Страница 18 из 102
Препираться стало не с кем, кроме полудюжины лентяев и обжор, называвших себя школой философа… Ещё раз отпив разбавленного тёплого вина, Левкий взялся задирать сына стратега:
— «Грузный вином, со взорами пёсьими, с сердцем еленя[12]»… Ну-ка, парень, скажи мне: ты опять страдаешь с похмелья?
— С утра тошнило сильнее, но и сейчас голова побаливает, — честно ответил забавно-розовый, подобный поросёнку Метрокл. Он знал, что учителю лучше не лгать. Прочие поутихли и толкали друг друга локтями, ожидая потехи.
— Значит, тот, кто пьёт, сам себя делает больным?
— Вроде бы так, — осторожно сказал сын стратега. — Но когда пьёшь, забываешь обо всем на свете.
— И готов заплатить любую цену за это забвение?
— Наверное… — Метрокл чуял, что сейчас ему нанесут удар, и заранее начал потеть от страха. — Ну, не любую, но…
— Но высокую. — Левкий наставительно поднял палец. — А что, по-твоему, правильнее, братец: за маленькую цену, скажем, за один обол[13], купить полезную вещь, или за десять драхм[14] — вредную?
Метрокл наморщил низкий лоб и пожевал губами, обдумывая ответ.
Наконец, выпалил:
— Смотря, что считать полезным!
— Полезная вещь — простая колодезная вода, утоляющая жажду, а вредная — вино, от которого тебя тошнит. Разве не так?
Казалось, в голове парня проворачивается скрипучий дубовый ворот.
— Э-э… вода — не вино, учитель, от неё нет ни радости, ни веселья…
— Нет радости и веселья?! — Левкий воздел руки выше плеч и поднял брови, как бы в крайнем изумлении. — А ну-ка, скажи это рабу в каменоломне или пахарю в поле. Да любой из них к концу дня готов отдать хоть руку за глоток ледяной воды!..
— При чём здесь я? — спесиво надулся Метрокл. — Я не раб и не подёнщик!
— Ну, конечно же, братец. Однако, подумай сам: может быть, лучше попотеть на работе ради будущего наслаждения от воды, чем выложить кучу монет ради будущей головной боли от вина?…

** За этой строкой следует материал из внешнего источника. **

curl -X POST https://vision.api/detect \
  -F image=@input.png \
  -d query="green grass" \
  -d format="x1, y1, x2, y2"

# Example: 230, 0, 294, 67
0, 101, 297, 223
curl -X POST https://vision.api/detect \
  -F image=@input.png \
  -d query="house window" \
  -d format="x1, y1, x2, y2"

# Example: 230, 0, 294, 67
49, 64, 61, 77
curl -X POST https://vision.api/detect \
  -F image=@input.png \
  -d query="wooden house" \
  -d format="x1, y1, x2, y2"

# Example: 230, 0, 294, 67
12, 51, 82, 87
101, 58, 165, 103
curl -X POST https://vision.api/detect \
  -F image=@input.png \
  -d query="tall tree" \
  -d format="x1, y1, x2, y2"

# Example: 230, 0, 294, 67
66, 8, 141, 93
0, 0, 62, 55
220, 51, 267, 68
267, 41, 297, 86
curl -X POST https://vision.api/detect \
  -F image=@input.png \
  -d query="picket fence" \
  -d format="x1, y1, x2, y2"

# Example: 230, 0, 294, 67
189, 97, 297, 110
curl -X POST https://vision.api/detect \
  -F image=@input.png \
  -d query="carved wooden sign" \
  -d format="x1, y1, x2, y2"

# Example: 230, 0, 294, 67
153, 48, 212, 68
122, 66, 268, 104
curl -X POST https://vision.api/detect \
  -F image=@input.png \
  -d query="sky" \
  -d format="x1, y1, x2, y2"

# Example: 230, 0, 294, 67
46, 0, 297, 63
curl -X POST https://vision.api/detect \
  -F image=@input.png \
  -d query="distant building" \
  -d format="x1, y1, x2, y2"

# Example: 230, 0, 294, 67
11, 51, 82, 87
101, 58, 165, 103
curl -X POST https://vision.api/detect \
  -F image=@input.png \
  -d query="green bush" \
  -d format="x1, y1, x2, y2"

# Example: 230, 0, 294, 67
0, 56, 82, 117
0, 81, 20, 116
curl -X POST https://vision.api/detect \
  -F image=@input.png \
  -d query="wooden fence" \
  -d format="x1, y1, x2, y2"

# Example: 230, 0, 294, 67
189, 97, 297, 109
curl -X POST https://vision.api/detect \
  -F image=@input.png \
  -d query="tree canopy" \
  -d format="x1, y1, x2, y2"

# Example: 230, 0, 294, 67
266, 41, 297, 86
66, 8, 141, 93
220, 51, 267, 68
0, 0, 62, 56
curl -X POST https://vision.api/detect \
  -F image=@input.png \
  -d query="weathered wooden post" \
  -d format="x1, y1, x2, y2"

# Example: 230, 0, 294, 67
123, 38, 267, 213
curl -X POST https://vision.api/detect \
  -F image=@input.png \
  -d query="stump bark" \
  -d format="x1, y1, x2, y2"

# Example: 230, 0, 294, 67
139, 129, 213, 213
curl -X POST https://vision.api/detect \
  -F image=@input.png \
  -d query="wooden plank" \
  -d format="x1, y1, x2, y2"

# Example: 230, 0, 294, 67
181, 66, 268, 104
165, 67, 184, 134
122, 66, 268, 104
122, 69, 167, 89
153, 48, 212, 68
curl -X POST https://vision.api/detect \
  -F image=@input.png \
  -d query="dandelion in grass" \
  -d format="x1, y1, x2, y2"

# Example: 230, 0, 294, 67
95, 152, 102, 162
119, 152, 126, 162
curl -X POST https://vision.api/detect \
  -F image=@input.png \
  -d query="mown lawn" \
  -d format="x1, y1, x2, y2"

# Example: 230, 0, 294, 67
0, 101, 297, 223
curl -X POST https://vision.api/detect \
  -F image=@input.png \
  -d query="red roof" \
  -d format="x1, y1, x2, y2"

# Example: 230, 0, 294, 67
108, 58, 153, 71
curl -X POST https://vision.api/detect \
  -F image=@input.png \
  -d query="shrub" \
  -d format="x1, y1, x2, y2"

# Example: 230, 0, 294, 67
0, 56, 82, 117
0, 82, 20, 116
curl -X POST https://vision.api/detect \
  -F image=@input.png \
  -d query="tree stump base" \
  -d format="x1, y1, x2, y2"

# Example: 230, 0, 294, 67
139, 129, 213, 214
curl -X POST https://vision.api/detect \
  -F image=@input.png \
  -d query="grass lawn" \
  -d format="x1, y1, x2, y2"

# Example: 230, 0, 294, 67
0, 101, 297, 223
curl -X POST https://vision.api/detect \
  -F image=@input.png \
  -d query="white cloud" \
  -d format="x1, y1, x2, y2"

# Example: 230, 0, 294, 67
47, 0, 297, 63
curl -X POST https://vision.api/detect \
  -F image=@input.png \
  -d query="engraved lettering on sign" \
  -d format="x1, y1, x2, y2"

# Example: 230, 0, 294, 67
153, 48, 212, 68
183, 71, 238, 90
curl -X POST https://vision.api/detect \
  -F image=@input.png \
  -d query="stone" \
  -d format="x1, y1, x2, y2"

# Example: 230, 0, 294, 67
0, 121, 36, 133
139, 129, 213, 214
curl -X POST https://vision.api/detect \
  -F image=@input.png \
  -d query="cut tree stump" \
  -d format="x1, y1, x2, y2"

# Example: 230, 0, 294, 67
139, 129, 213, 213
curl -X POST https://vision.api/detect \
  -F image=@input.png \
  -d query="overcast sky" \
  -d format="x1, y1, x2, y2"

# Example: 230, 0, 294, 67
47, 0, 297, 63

Так Левкий учил юношей до полудня, вызывая на спор то одного, то другого. Постепенно ученики разбрелись кто куда, остались трое самых верных: Метрокл, молодой камнерез Архидем, сидевший нынче без заказов, и юный раб Клитандр, красавчик, по милости своей госпожи, вдовы, свободный с утра до ночи.
Тень ограды отползла в сторону, но Левкий не тронулся с места: лежал на самом солнцепёке, лишь голову прикрыв краем плаща. Скоро площадь опять начали заполнять люди: шли в большой и малый храмы к богослужению, на званый обед, за покупками к ужину. Оживившись, киник[15] принялся просить, вернее, требовать милостыню; дёргал прохожих за одежду, кричал напористо, властно:
— Ну-ка, гусыня, оправдай свою жалкую жизнь, помоги философу! Сосфен, образец благородства, краса горожан, брось мне пару оболов, чтобы я не назвал тебя иначе и ближе к истине. Любезная хозяйка, если ты уже подала кому-нибудь сегодня, то я не хуже его; а если ещё не подавала, так начни с меня!..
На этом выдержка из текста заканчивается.